On Build Reproducibility
Published on 2025-03-23
Let's say hypothetically, I am about to write a series of articles on creating your own scheduler for x64 machines. The plan would be to make different articles along the lines of setting up the build environment, printing "Hello World", setting up GDT and IDT, loading up a program and implementing the scheduler. Excitedly, I would dive into the first topic - setting up build environment - intending to hold reader's hand throughout the process. But 300 lines in, I would be overwhelmed with resentment. No matter how carefully I would explain it, I fear it won’t be clear enough, thanks to factors beyond my control.
Kernel development is a dependency nightmare. It relies on tools like QEMU, a C compiler, GDB, Bochs and Xorrisso - each along its own tangled web of dependencies. These, in turn, dependent upon yet more dependencies, which might be platform dependent. To install them, you are forced to install them via package managers that loves to scatter install everything system-wide. The version of binutils that GCC depends on my system? Very likely different than yours. The consequence of all of this is a fragile house of cards, teetering on the edge of catastrophic collapse - potentially bricking your system if you are not meticulous. My early days of using Linux was primarily spent on reinstalling Linux so many times that, at some point, I could compile Gentoo blindfolded. I have spent a lot of time debugging these issues. But now I am older (and do not compile Gentoo) and my spider senses tingle at the first whiff of dependency quagmire. I know I'm about to waste a gargantuan amount of time for nothing.
So, I avoid installing dependencies through the global package managers. I tend to compile stuff from scratch and I have deep respect for projects that have very quick compile times and dependencies. But this is a mirage because the compilers that I build these projects with is installed system-wide. The mirage breaks when I want to build compilers from scratch. Why? I am building a kernel that runs on x64 machines, which means kernel should be built with a compiler that spits out x64 binaries. My current Clang compiler that comes on my m-series Mac does not do this. Even if I were to target ARM, not building a cross compiler still be an issue. This is because not doing so would mean passing a lot of compiler options to the clang compiler, telling it that we are building for the correct target platform, and telling it not to use the host's system headers and libraries, which is a pain in the ass. This is an even bigger pain in the ass when you are compiling user-land programs. There is a reason why kernel's toolchain (see Serenity) tend to build compilers from scratch. The OSDev Wiki sells my point quite well.
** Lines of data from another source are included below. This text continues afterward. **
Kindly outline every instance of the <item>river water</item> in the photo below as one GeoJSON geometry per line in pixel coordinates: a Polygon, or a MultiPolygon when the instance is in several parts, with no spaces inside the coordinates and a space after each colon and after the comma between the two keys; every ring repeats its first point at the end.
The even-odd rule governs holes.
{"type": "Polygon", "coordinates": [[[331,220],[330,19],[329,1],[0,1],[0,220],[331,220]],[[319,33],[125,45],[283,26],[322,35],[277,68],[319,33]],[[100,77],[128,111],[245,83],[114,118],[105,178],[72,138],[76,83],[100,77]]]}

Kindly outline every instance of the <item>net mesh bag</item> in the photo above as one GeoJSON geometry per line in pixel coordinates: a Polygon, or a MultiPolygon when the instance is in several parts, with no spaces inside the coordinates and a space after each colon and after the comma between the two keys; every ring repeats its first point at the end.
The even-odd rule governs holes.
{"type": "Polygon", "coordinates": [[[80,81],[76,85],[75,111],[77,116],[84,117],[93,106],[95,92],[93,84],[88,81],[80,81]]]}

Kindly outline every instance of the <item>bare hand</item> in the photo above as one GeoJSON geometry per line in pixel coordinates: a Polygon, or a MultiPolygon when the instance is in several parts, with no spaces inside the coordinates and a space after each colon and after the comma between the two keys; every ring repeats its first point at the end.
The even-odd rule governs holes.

But compiling a cross-compiler? That’s its own nightmare. Every project has its quirks—GCC, for instance, demands
flags like --with-gmp
, --with-mpfr
, and --with-mpc
if you don’t have those libraries in standard locations. I avoid
standard locations to keep my system clean, but that choice bites me later. Build steps evolve, documentation lags,
and there’s no governing body ensuring GCC’s process stays backward-compatible. Whose fault is this? The C/C++
committees for ignoring build woes, OSS authors for piling on dependencies, and me for choosing C in the first
place. But my fate was sealed—building a kernel in C was my destiny. Alternatives like Zig tempt me with built-in
cross-compilers, but C’s warts-and-all charm still holds me captive.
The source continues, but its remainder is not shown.